• No results found

De volgorde van je onderwijseenheden

6 De voltijd bacheloropleiding

6.8 De volgorde van je onderwijseenheden

Je opleiding mag een verplichte volgorde van onderwijseenheden bepalen. Dat betekent dat het behalen van de ene onderwijseenheid een drempel is voor het starten met een andere onderwijseenheid.

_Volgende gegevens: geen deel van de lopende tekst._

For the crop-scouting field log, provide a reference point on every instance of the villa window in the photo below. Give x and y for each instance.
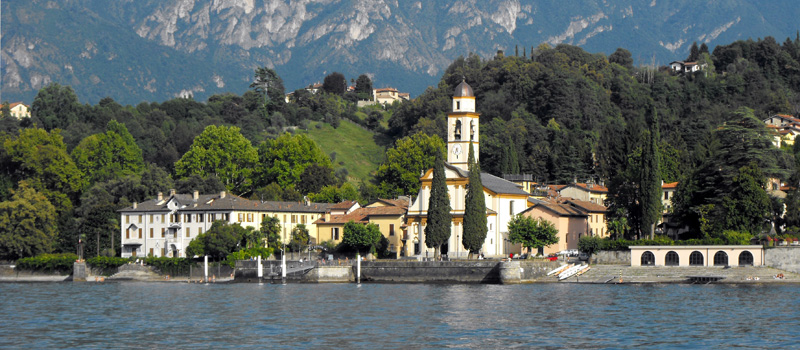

In jouw opleiding geldt het volgende:

AMIB CE Den Bosch

In de propedeutische fase geldt een verplichte volgorde voor deelname aan de onderwijseenheden. De volgorde is als volgt: P1/P2/P3/P4. Er geldt ook een verplichte volgorde van het volgen van de overige fasen van de opleiding. Deze volgorde is als volgt: Propedeuse > Kernfase > Stage > Eindfase/Minor* > Minor/Eindfase* >

Afstuderen.

*De volgorde van de Eindfase en de Minor verschilt per student. Een deel van het cohort start in de Eindfase en het andere deel van het cohort start op datzelfde moment met de Minor. Welke volgorde voor jou geldt, wordt medegedeeld aan het einde van de kernfase.

Drempels

In iedere fase is een bepaald niveau van werken nodig dat aansluit op de voorgaande en opvolgende fase. De verplichte volgorde brengt met zich mee dat je het recht hebt om de onderwijseenheden te volgen op het

moment dat je jezelf in de desbetreffende fase bevindt. Voor toelating tot de verschillende fasen van de opleiding gelden drempels.

De drempels om naar een volgende fase te kunnen zijn opgesteld op basis van het aantal studiepunten dat je behaald kan hebben in de fase(n) die je doorlopen hebt. Het onderwijsprogramma is zodanig opgesteld dat je met het behalen van het aantal punten laat zien of je wel of niet voldoende aan het gevraagde niveau voldoet om naar een volgende fase te kunnen.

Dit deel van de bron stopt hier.